La necessità di occuparsi di questo sito, che oltre ad avere un grande valore storico per la provincia di Napoli, costituisce anche un patrimonio di professionalità, si è fatta più pressante in seguito all’emanazione del cosiddetto decreto “Salva-Italia”. Il decreto rende obbligatorio il pareggio in Bilancio per i siti produttivi dell’Agenzia del Ministero della Difesa entro il 2014, pena la chiusura del sito stesso.
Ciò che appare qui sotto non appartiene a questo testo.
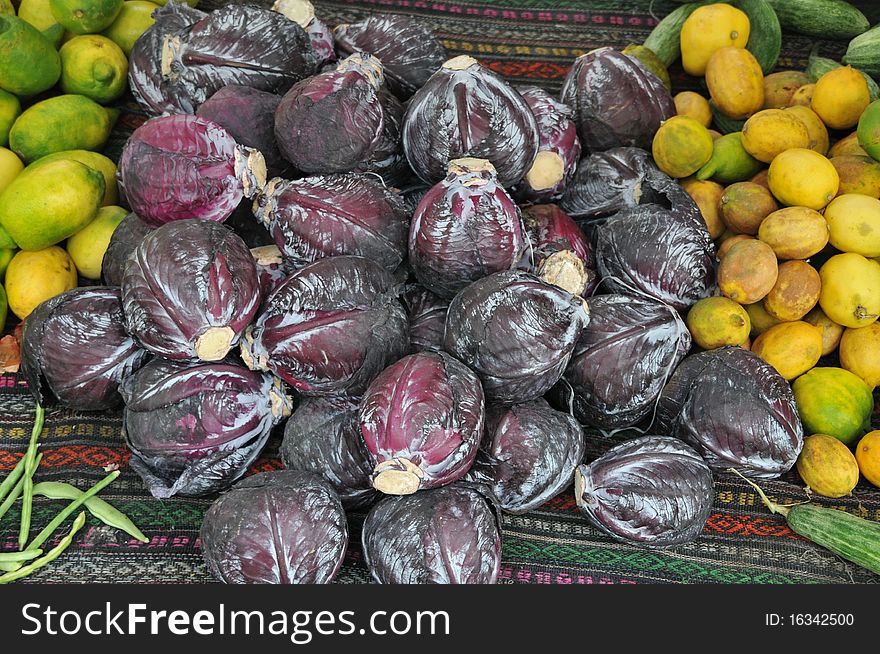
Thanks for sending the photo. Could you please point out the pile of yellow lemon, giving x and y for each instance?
(792, 199)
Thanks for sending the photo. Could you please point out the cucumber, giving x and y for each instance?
(855, 539)
(863, 52)
(765, 33)
(724, 124)
(665, 39)
(818, 66)
(826, 19)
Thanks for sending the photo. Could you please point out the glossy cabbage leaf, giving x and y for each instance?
(615, 101)
(466, 110)
(281, 527)
(189, 290)
(653, 491)
(180, 167)
(622, 361)
(426, 313)
(409, 51)
(74, 349)
(333, 121)
(186, 55)
(464, 228)
(327, 215)
(516, 332)
(193, 429)
(559, 148)
(528, 454)
(125, 239)
(330, 328)
(322, 436)
(664, 254)
(422, 420)
(736, 410)
(447, 535)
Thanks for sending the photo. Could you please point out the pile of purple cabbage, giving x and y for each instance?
(427, 284)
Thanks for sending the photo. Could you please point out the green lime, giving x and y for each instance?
(29, 63)
(39, 14)
(729, 162)
(134, 19)
(86, 16)
(65, 122)
(10, 109)
(93, 66)
(95, 161)
(5, 257)
(48, 203)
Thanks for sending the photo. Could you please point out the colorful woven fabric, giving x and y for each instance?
(528, 41)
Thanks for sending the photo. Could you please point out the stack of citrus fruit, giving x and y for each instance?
(63, 63)
(789, 187)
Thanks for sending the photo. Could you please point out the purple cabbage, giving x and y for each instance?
(189, 290)
(464, 228)
(622, 360)
(422, 419)
(330, 328)
(736, 410)
(248, 114)
(327, 215)
(334, 121)
(193, 429)
(615, 101)
(447, 535)
(179, 167)
(281, 527)
(124, 240)
(302, 12)
(516, 332)
(272, 268)
(74, 349)
(322, 437)
(409, 51)
(664, 254)
(187, 55)
(558, 149)
(610, 181)
(652, 491)
(426, 313)
(528, 454)
(387, 159)
(560, 253)
(466, 110)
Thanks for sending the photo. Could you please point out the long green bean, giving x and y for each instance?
(53, 554)
(12, 478)
(16, 492)
(27, 495)
(14, 557)
(70, 508)
(102, 510)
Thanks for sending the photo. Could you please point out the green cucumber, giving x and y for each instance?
(724, 124)
(765, 33)
(863, 52)
(665, 39)
(826, 19)
(855, 539)
(818, 66)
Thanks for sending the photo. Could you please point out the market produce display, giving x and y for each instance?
(434, 282)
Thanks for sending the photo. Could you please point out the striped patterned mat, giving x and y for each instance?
(528, 41)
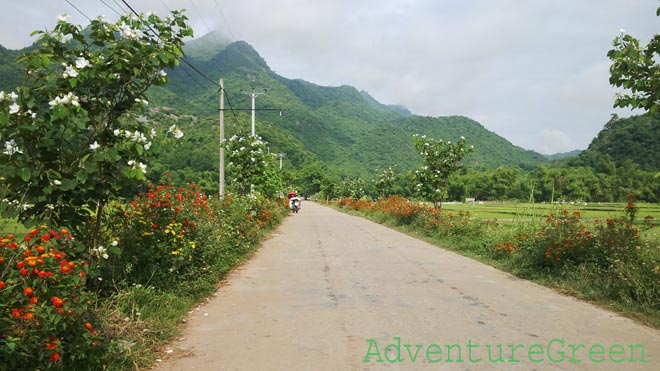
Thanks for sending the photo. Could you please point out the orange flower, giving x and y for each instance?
(57, 302)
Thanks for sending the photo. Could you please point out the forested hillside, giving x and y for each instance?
(326, 133)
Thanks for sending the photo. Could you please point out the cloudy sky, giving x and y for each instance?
(532, 71)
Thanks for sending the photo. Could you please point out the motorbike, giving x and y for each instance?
(294, 204)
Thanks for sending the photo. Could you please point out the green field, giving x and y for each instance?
(525, 211)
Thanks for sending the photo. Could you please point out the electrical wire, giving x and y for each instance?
(225, 20)
(79, 11)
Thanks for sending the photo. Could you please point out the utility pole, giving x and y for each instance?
(222, 139)
(254, 94)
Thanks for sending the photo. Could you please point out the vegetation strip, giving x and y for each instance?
(613, 262)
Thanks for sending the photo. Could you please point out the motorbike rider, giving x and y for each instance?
(294, 202)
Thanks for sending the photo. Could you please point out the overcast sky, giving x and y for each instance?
(533, 71)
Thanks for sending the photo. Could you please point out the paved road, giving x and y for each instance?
(328, 291)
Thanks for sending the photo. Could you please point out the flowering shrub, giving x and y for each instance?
(361, 205)
(402, 210)
(251, 166)
(158, 234)
(73, 135)
(46, 316)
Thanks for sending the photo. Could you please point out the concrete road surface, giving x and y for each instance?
(330, 291)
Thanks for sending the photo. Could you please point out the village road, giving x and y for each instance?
(329, 291)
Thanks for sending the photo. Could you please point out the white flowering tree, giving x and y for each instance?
(251, 167)
(74, 135)
(440, 161)
(636, 68)
(385, 181)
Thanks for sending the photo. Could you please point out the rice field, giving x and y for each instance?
(524, 211)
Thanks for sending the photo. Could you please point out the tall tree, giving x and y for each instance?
(73, 134)
(440, 161)
(636, 68)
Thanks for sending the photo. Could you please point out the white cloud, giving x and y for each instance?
(535, 71)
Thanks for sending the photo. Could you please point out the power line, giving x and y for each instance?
(225, 20)
(208, 29)
(79, 11)
(111, 8)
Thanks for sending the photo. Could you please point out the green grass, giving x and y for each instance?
(525, 211)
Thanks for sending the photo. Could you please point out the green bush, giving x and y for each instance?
(47, 316)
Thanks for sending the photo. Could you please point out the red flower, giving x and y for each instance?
(57, 302)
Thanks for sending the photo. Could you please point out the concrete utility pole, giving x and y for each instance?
(222, 138)
(254, 94)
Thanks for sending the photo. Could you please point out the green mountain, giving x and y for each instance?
(346, 129)
(622, 142)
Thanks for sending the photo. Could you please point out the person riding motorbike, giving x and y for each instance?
(294, 202)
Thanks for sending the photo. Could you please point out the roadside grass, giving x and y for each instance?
(147, 318)
(620, 275)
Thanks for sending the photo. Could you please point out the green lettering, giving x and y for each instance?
(513, 347)
(560, 352)
(470, 346)
(417, 347)
(430, 352)
(396, 346)
(593, 352)
(490, 359)
(460, 354)
(632, 347)
(621, 351)
(575, 348)
(372, 343)
(531, 352)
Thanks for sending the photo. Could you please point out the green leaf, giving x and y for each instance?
(24, 173)
(69, 184)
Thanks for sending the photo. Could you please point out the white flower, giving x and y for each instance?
(14, 108)
(82, 63)
(127, 32)
(69, 71)
(11, 148)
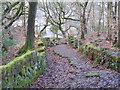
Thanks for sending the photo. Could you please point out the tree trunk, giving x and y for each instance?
(118, 24)
(29, 45)
(109, 22)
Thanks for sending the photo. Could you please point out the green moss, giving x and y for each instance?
(23, 70)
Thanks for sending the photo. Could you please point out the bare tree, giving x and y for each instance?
(30, 29)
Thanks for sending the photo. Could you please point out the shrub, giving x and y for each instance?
(23, 70)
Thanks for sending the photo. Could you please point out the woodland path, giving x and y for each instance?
(69, 69)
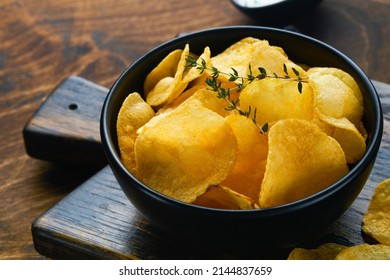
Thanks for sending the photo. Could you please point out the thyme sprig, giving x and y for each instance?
(242, 81)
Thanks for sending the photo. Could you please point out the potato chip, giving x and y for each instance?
(334, 98)
(347, 79)
(348, 136)
(185, 151)
(224, 198)
(376, 221)
(254, 52)
(327, 251)
(365, 252)
(249, 168)
(202, 96)
(276, 99)
(166, 68)
(133, 114)
(162, 86)
(302, 160)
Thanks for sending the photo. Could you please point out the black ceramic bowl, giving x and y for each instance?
(282, 226)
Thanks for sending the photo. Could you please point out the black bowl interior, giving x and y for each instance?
(285, 225)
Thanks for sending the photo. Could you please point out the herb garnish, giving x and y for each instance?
(224, 93)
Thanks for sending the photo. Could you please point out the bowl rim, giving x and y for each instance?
(368, 157)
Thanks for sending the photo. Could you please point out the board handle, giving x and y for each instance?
(65, 128)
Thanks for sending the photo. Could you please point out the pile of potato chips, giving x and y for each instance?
(376, 225)
(181, 141)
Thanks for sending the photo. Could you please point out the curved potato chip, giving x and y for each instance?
(133, 114)
(347, 79)
(164, 88)
(166, 68)
(276, 99)
(376, 221)
(327, 251)
(348, 136)
(249, 168)
(185, 151)
(334, 98)
(254, 52)
(224, 198)
(365, 252)
(302, 160)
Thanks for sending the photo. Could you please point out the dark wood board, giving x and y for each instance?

Dopo aver visitato lo spolettificio, il consigliere regionale PD Antonio Marciano ha dichiarato: “Dallo Spolettificio di Torre Annunziata può passare una parte importante del rilancio produttivo di un’area segnata da una drammatica e cronica disoccupazione. Siamo ancora in tempo per programmare soluzioni che tengano insieme le esigenze di sviluppo del sito, ma soprattutto di tutela dei lavoratori ed evitare così di rincorrere l’emergenza. Per prima cosa, dunque, dovremo verificare in sede di audizione in Commissione se c’è un orientamento più preciso da parte della direzione dello stabilimento e dell’agenzia della Difesa, così da poter meglio operare e verificare gli impegni possibili della Regione”.